Dynein IC1, cytosolic Das Double-Nickase-Plasmid (h) besteht aus einem aufeinander abgestimmten Plasmidpaar, das für die hochspezifische Bearbeitung des DYNC1I1-Lokus in human-Zelllinien entwickelt wurde. Jedes Plasmid exprimiert eine Cas9-D10A-Nickase und eine spezifische sgRNA, die auf entgegengesetzte DNA-Stränge innerhalb von DYNC1I1 abzielt. Wenn sie auf benachbarte Stellen auf entgegengesetzten DNA-Strängen gerichtet sind, erzeugen die beiden Nickasen versetzte Einzelstrang-Schnitte, die zusammen einen versetzten Doppelstrangbruch erzeugen, was eine koordinierte On-Target-Aktivität beider Guides erfordert.

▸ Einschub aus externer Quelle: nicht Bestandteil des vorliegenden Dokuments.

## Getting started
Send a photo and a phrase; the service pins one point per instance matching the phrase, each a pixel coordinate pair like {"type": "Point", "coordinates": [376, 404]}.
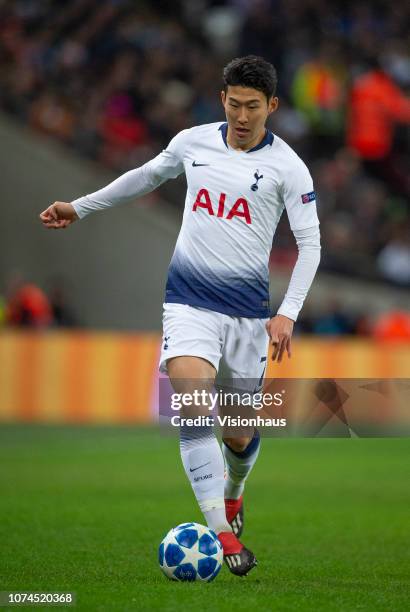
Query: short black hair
{"type": "Point", "coordinates": [251, 71]}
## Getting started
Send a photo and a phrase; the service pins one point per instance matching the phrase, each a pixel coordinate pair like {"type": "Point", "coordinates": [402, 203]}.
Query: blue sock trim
{"type": "Point", "coordinates": [250, 449]}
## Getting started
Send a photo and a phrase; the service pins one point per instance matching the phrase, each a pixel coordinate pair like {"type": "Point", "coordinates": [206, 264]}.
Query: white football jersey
{"type": "Point", "coordinates": [233, 205]}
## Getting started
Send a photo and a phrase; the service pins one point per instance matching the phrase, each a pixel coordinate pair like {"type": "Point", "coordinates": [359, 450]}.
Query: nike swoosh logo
{"type": "Point", "coordinates": [199, 466]}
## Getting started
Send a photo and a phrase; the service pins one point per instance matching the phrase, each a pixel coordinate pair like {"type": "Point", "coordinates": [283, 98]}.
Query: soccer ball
{"type": "Point", "coordinates": [190, 552]}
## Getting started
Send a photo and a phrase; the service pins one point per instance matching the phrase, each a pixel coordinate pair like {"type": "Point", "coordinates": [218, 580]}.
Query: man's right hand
{"type": "Point", "coordinates": [59, 215]}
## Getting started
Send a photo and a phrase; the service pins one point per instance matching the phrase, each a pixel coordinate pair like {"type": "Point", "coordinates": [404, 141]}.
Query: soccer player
{"type": "Point", "coordinates": [240, 178]}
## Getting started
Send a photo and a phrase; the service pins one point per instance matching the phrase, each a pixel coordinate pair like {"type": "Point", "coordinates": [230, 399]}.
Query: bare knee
{"type": "Point", "coordinates": [238, 444]}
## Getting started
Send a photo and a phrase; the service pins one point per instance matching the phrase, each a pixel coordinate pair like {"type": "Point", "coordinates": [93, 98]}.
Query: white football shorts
{"type": "Point", "coordinates": [237, 347]}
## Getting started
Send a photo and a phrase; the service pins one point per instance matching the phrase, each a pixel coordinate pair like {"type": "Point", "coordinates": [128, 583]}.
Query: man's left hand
{"type": "Point", "coordinates": [280, 330]}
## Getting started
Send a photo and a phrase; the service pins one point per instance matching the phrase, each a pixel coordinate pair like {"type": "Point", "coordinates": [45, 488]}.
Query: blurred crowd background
{"type": "Point", "coordinates": [116, 79]}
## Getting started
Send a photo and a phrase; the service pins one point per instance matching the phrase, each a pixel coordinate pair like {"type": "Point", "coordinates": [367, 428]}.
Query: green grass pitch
{"type": "Point", "coordinates": [84, 510]}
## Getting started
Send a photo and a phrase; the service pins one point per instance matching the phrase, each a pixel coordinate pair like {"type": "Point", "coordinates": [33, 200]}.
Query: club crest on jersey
{"type": "Point", "coordinates": [239, 209]}
{"type": "Point", "coordinates": [308, 197]}
{"type": "Point", "coordinates": [258, 177]}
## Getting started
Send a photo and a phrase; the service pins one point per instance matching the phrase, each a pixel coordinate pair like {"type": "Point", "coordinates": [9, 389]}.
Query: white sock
{"type": "Point", "coordinates": [204, 465]}
{"type": "Point", "coordinates": [239, 465]}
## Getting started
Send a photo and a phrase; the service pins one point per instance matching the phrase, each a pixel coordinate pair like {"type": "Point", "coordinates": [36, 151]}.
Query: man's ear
{"type": "Point", "coordinates": [273, 104]}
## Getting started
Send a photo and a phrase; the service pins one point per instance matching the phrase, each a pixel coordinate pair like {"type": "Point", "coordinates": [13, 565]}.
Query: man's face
{"type": "Point", "coordinates": [247, 110]}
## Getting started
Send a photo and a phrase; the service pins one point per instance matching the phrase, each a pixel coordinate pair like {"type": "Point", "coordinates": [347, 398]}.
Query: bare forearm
{"type": "Point", "coordinates": [131, 185]}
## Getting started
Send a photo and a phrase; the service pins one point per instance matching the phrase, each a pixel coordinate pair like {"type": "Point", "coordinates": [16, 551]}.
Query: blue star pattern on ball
{"type": "Point", "coordinates": [190, 552]}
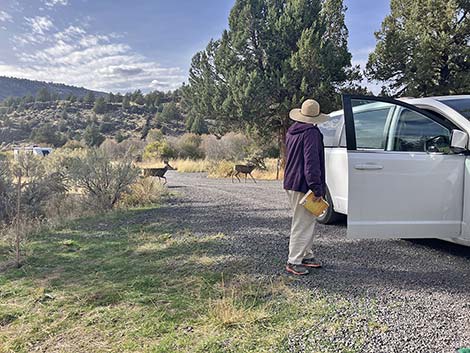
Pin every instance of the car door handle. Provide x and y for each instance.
(368, 166)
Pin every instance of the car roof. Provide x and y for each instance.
(411, 100)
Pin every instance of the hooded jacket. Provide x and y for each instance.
(305, 164)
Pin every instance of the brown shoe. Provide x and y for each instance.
(311, 263)
(298, 270)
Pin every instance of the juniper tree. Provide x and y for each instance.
(275, 54)
(423, 48)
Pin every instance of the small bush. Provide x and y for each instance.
(102, 180)
(159, 150)
(221, 169)
(73, 145)
(191, 166)
(144, 192)
(189, 147)
(230, 147)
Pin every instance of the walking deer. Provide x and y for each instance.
(158, 172)
(248, 168)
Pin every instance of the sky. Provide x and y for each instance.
(122, 45)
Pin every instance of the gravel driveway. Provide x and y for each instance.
(421, 288)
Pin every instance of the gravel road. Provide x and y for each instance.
(421, 288)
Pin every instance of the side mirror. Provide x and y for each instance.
(459, 140)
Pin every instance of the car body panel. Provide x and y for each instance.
(413, 195)
(449, 220)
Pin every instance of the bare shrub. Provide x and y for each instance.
(129, 147)
(39, 185)
(220, 169)
(6, 192)
(102, 180)
(144, 192)
(232, 147)
(189, 147)
(159, 150)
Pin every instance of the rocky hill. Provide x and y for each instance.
(56, 122)
(16, 87)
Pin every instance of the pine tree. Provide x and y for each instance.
(275, 54)
(422, 48)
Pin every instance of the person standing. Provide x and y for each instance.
(305, 170)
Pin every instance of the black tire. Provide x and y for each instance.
(330, 216)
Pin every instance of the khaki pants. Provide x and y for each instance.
(303, 226)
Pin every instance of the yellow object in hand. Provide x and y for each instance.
(313, 205)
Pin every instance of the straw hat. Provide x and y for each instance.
(309, 113)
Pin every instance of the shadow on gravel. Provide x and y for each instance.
(444, 247)
(354, 268)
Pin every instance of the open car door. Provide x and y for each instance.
(404, 180)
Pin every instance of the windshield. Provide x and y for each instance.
(460, 105)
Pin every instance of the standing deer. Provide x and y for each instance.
(158, 172)
(248, 168)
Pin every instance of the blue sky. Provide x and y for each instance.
(123, 45)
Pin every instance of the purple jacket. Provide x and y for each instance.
(305, 165)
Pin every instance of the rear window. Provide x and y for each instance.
(460, 105)
(331, 130)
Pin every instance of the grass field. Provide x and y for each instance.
(125, 282)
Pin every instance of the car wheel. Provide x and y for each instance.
(329, 216)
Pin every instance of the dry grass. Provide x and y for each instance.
(216, 169)
(124, 282)
(224, 169)
(182, 165)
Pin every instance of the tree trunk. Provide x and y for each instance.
(18, 223)
(283, 150)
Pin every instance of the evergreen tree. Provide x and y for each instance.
(89, 98)
(423, 48)
(43, 95)
(92, 136)
(275, 54)
(137, 97)
(126, 103)
(100, 106)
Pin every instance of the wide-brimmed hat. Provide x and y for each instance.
(309, 113)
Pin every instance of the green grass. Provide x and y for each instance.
(126, 282)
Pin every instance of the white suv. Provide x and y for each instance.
(400, 168)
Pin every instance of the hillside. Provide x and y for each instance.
(17, 87)
(55, 122)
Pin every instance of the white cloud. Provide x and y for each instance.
(39, 24)
(52, 3)
(102, 62)
(5, 17)
(360, 57)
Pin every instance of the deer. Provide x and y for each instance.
(248, 168)
(158, 172)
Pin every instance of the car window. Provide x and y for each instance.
(460, 105)
(370, 128)
(331, 130)
(414, 132)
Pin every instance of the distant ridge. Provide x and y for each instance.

Der resultierende DNA-Bruch wird durch endogene zelluläre Reparaturwege behoben, meist durch nicht-homologe Endverknüpfung (NHEJ), was zu Insertionen oder Deletionen führt, die die DYNC1I1-Funktion stören. Durch die Notwendigkeit einer doppelten sgRNA-Bindung am Zielort erhöht der Doppel-Nick-Ansatz die Spezifität der Bearbeitung und bietet eine komplementäre CRISPR-Strategie für Anwendungen, bei denen eine zusätzliche Kontrolle über die Zielgenauigkeit gewünscht ist.
Um eine effiziente Identifizierung editierter Zellen zu unterstützen, kodiert ein Plasmid GFP zur fluoreszierenden Visualisierung transfizierter Populationen, während das Begleitplasmid ein Puromycin-Resistenzgen für die Antibiotika-Selektion trägt. Zusammen unterstützen diese Merkmale eine effiziente Anreicherung co-transfizierter Populationen und vereinfachen die Validierung von Klonen mit DYNC1I1-Störung.
Nur für Forschungszwecke. Nicht für diagnostische oder therapeutische Zwecke bestimmt.